Here's the test code including some duration measurements... as people have grown to expect, I tested on a million rows...
--===== Do some presets to clean up the display
SET ANSI_WARNINGS OFF;
SET NOCOUNT ON;
--===== Conditionally drop and recreate the test tables to make reruns easier
IF OBJECT_ID('TempDB..#Transaction') IS NOT NULL DROP TABLE #Transaction;
IF OBJECT_ID('TempDB..#NameValue1') IS NOT NULL DROP TABLE #NameValue1;
IF OBJECT_ID('TempDB..#NameValue2') IS NOT NULL DROP TABLE #NameValue2;
CREATE TABLE #Transaction
(
[id] [int] IDENTITY(1,1) NOT NULL PRIMARY KEY CLUSTERED,
[tran_id] [int] NOT NULL,
[row_id] [int] NOT NULL,
[name] [nvarchar](50) NULL,
[value] [nvarchar](50) NULL,
)
;
CREATE TABLE #NameValue1 --For first test
(
[id] [int] IDENTITY(1,1) NOT NULL PRIMARY KEY CLUSTERED,
[tran_id] [int] NOT NULL,
[name1] [nvarchar](50) NULL,
[value1] [nvarchar](50) NULL,
[name2] [nvarchar](50) NULL,
[value2] [nvarchar](50) NULL,
[name3] [nvarchar](50) NULL,
[value3] [nvarchar](50) NULL
)
;
CREATE TABLE #NameValue2 --For second test
(
[id] [int] IDENTITY(1,1) NOT NULL PRIMARY KEY CLUSTERED,
[tran_id] [int] NOT NULL,
[name1] [nvarchar](50) NULL,
[value1] [nvarchar](50) NULL,
[name2] [nvarchar](50) NULL,
[value2] [nvarchar](50) NULL,
[name3] [nvarchar](50) NULL,
[value3] [nvarchar](50) NULL
)
;
--===== Create the test data. Since we don't really care for what the name
-- and value are for this test, varying lengths of NEWID() values were
-- used as a quick substitute.
INSERT INTO #Transaction
([Tran_ID], [Row_ID], [Name], [Value])
SELECT TOP (1000000)
((ROW_NUMBER() OVER (ORDER BY (SELECT NULL))-1)/3+1)*10 AS [Tran_ID],
(ROW_NUMBER() OVER (ORDER BY (SELECT NULL))-1)%3+1 AS [Row_ID],
LEFT(NEWID(),ABS(CHECKSUM(NEWID()))%36) AS [Name],
LEFT(NEWID(),ABS(CHECKSUM(NEWID()))%36) AS [Value]

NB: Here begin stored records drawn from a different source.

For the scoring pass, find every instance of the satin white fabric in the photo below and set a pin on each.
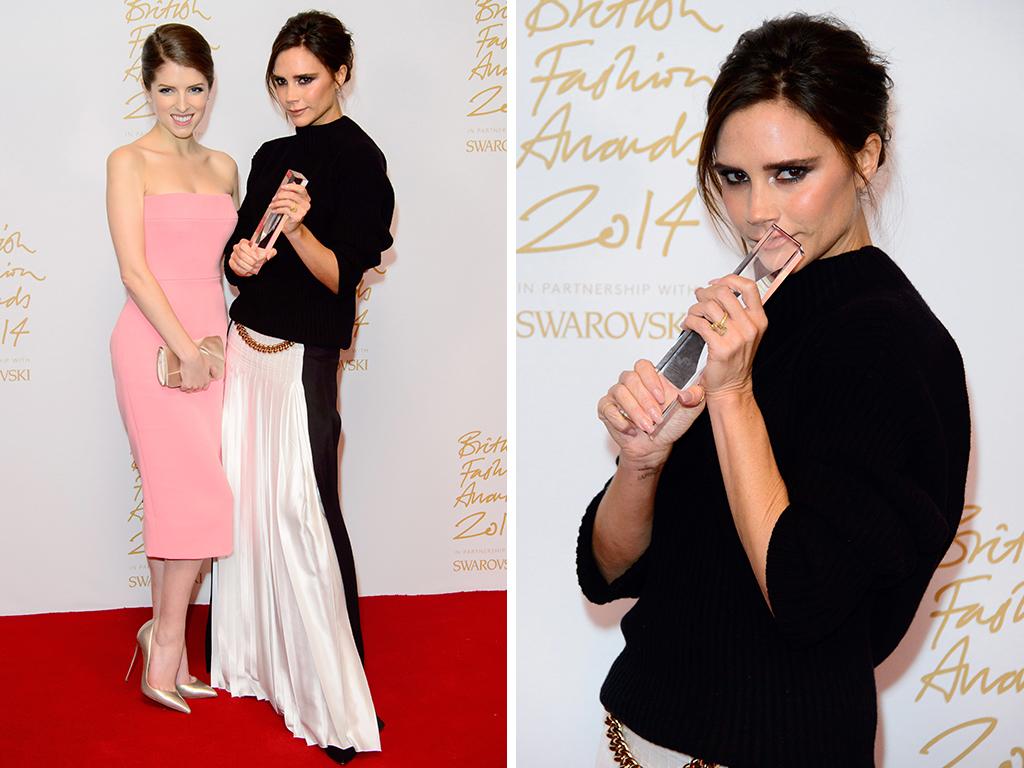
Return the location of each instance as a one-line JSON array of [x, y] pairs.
[[281, 631], [646, 753]]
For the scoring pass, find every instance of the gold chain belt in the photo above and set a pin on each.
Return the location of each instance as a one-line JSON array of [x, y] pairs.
[[265, 348], [616, 742]]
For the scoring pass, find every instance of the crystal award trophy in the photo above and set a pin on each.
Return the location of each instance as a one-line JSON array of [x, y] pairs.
[[772, 258], [270, 225]]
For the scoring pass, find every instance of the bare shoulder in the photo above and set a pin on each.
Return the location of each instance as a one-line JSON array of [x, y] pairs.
[[223, 165], [126, 160]]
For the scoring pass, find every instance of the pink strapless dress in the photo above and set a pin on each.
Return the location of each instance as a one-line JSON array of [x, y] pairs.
[[175, 436]]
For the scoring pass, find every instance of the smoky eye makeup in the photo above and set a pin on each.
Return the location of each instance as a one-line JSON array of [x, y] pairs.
[[730, 176], [792, 174]]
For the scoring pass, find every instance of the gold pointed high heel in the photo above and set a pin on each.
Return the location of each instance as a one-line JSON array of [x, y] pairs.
[[169, 698], [196, 689]]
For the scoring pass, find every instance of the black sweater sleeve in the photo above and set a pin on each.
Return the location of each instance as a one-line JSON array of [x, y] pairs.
[[249, 214], [363, 203], [592, 582]]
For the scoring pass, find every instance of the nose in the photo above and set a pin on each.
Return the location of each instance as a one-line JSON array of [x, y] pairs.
[[762, 208]]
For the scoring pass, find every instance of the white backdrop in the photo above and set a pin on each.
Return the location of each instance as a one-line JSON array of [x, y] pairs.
[[423, 399], [610, 248]]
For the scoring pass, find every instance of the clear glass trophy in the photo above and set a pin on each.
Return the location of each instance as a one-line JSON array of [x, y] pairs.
[[269, 226], [774, 256]]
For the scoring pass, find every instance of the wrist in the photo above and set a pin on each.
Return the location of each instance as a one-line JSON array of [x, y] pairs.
[[740, 396], [297, 235], [190, 353], [647, 468]]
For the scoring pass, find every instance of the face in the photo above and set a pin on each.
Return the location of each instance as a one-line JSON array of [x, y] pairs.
[[179, 95], [776, 166], [306, 90]]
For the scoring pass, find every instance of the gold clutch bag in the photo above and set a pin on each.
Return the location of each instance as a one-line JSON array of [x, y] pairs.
[[169, 367]]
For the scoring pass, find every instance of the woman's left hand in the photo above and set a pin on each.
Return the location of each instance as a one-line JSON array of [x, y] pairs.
[[731, 331], [293, 201]]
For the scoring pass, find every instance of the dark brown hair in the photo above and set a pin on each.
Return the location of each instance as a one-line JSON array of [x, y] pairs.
[[320, 33], [178, 44], [817, 65]]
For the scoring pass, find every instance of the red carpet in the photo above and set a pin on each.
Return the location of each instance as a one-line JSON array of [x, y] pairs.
[[435, 664]]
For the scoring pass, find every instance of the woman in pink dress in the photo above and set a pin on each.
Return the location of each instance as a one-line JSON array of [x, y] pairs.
[[170, 204]]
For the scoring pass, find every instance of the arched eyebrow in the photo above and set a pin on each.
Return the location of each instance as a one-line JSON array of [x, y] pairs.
[[722, 168]]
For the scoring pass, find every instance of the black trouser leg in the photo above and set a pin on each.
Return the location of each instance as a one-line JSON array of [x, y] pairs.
[[320, 380]]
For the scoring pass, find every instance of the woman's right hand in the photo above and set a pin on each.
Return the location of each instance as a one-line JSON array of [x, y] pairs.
[[196, 372], [247, 259], [643, 434]]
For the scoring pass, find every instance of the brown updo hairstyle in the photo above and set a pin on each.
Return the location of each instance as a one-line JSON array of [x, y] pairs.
[[178, 44], [320, 33], [819, 67]]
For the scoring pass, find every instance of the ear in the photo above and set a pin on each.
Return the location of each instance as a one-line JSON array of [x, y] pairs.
[[867, 158]]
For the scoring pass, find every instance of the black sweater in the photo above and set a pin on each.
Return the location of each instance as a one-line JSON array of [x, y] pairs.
[[350, 213], [863, 394]]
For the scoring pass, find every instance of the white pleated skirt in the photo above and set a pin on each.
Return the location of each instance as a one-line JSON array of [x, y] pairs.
[[645, 753], [280, 628]]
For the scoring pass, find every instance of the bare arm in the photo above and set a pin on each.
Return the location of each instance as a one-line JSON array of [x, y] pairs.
[[754, 485], [318, 258], [625, 515], [125, 190]]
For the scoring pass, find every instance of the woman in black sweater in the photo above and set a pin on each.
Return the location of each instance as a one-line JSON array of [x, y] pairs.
[[286, 619], [780, 528]]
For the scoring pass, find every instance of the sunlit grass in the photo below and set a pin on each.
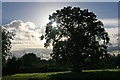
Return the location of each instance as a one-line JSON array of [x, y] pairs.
[[104, 73]]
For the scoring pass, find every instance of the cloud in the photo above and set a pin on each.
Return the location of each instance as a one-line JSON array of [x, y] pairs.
[[27, 35], [110, 22], [113, 34]]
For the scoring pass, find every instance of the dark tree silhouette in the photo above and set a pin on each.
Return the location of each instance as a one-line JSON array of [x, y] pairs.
[[6, 44], [29, 59], [76, 34]]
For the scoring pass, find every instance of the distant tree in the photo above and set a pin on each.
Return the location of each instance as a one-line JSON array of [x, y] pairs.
[[76, 34]]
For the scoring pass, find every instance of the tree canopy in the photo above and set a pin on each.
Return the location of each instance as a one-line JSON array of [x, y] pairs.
[[76, 34]]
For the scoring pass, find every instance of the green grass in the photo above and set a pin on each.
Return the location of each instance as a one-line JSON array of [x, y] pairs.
[[101, 74]]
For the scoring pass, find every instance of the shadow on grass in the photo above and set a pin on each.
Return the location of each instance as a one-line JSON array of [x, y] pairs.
[[86, 76]]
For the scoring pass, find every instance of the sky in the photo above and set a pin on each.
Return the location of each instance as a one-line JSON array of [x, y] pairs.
[[27, 20]]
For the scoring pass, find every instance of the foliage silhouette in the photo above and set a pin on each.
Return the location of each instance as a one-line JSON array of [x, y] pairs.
[[6, 45], [78, 35]]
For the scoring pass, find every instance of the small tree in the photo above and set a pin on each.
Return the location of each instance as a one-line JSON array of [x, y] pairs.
[[75, 35]]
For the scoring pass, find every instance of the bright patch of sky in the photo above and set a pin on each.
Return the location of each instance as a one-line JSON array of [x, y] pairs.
[[27, 20]]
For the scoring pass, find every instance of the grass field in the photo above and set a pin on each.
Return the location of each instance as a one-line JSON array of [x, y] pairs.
[[101, 74]]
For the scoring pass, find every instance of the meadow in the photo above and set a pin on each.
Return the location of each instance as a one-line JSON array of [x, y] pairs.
[[100, 74]]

FROM Master.sys.All_Columns ac1,
Master.sys.All_Columns ac2
;
--===== Begin measuring CPU and Duration times
SET STATISTICS TIME ON;
--===== ********** COldCoffee's Concatenate and Split solution **********
PRINT '********** COldCoffee''s Concatenate and Split solution **********'
INSERT INTO #NameValue1
([tran_id],[name1],[value1],[name2],[value2],[name3],[value3])
SELECT
[tran_id],
SUBSTRING([1],1,(CHARINDEX(';',[1])-1)) name1,
SUBSTRING([1],(CHARINDEX(';',[1])+1),DATALENGTH([1])-(CHARINDEX(';',[1]))) value1,
SUBSTRING([2],1,(CHARINDEX(';',[2])-1)) name2,
SUBSTRING([2],(CHARINDEX(';',[2])+1),DATALENGTH([2])-(CHARINDEX(';',[2]))) value2,
SUBSTRING([3],1,(CHARINDEX(';',[3])-1)) name3,
SUBSTRING([3],(CHARINDEX(';',[3])+1),DATALENGTH([3])-(CHARINDEX(';',[3]))) value3
FROM
(SELECT [tran_id], [row_id] , [NAME]+';'+[value] name_value FROM #Transaction) FOR_PIVOT
PIVOT
(MAX(name_value) FOR [row_id] IN ([1], [2], [3])) PIVOT_CONTROL
ORDER BY tran_id -- Included ORDER BY clause
;
--===== ********** Jeff's Cross Tab solution **********
PRINT '********** Jeff''s Cross Tab solution **********'
INSERT INTO #NameValue2
([tran_id],[name1],[value1],[name2],[value2],[name3],[value3])
SELECT [tran_id],
MAX(CASE WHEN [row_id] = 1 THEN [name] END) AS [name1],
MAX(CASE WHEN [row_id] = 1 THEN [value] END) AS [value1],
MAX(CASE WHEN [row_id] = 2 THEN [name] END) AS [name2],
MAX(CASE WHEN [row_id] = 2 THEN [value] END) AS [value2],
MAX(CASE WHEN [row_id] = 3 THEN [name] END) AS [name3],
MAX(CASE WHEN [row_id] = 3 THEN [value] END) AS [value3]
FROM #Transaction
GROUP BY [tran_id]
ORDER BY [tran_id]
;
--===== Stop measuring time and return warnings to normal
SET STATISTICS TIME OFF;
SET ANSI_WARNINGS ON;
And here are the results on my 8 year old but trusted desktop box...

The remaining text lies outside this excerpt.